Exploring Automated Voice Casting for Content Localization Using Deep Learning
Aansh Malik, Ha Nguyen
Casting voice-actors to dub source language content into a target language—known as voice casting—consists largely of a manual workflow that could benefit immensely from increased levels of automation. Recent advancements in deep learning architectures for sequential data processing are providing the needed impetus to the realization of various AI-enabled audio-processing workflows. Specifically, applications such as speaker verification and speech synthesis have been gaining immense traction due to the advent and maturity of recurrent neural networks.

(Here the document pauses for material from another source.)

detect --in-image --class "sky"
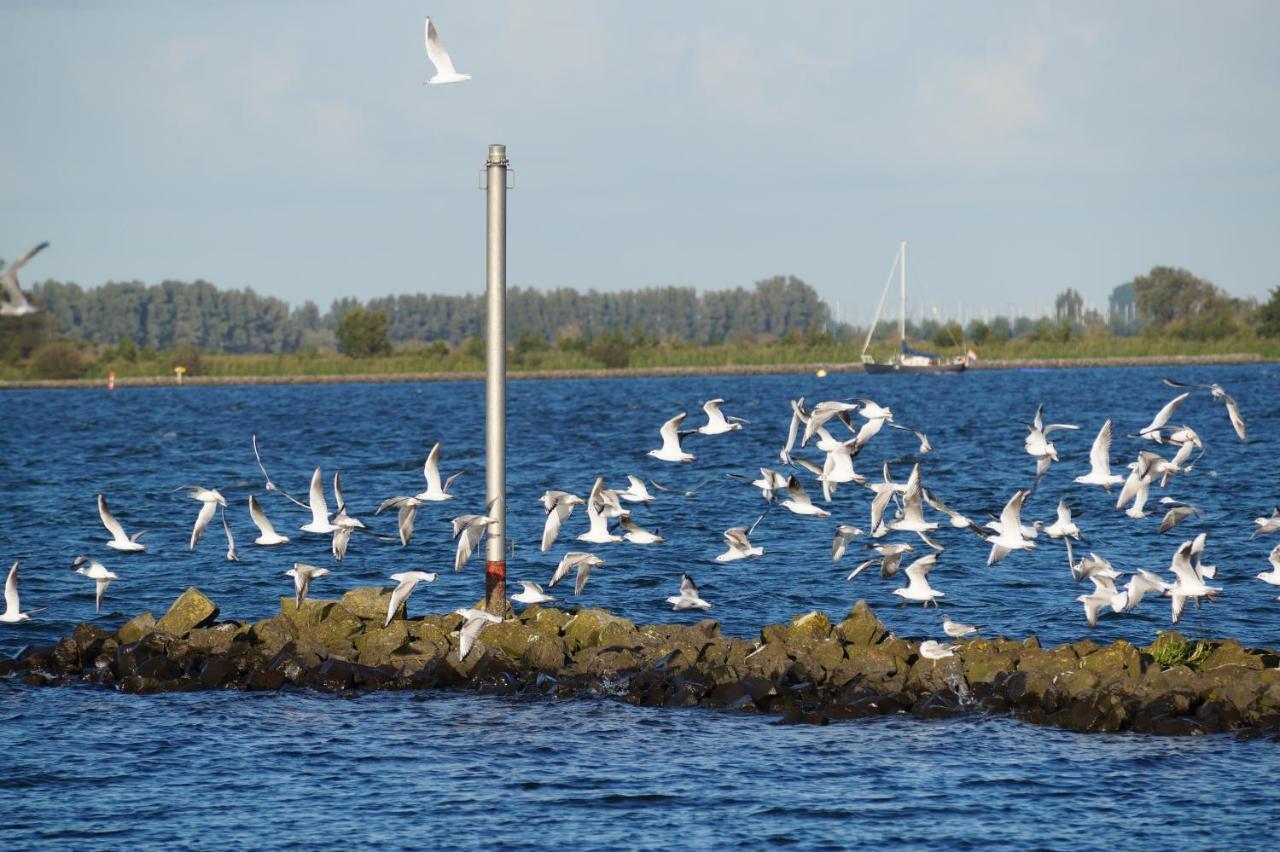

We explore the viability of leveraging advancements in deep learning for text-independent speaker verification (TI-SV) for use in computer-aided voice casting. To this end, we propose and develop an automated voice-casting tool that uses similarity scores generated from neural network embeddings—from a robust autoencoder model trained for the task of TI-SV—to rank voiceover artists across different languages in voice-casting process. To evaluate the dexterity of the proposed approach, we conduct a subjective study emulating a simplified voice-casting process on actual voice-testing kits (dubbing auditions) from our content. We also use casting decisions from casting experts to further evaluate the tool as well as the subjectivity involved in the voice-casting process. We achieve promising results for the automated tool and prove that it could be a viable approach to automating the voice-casting process and warrants further exploration.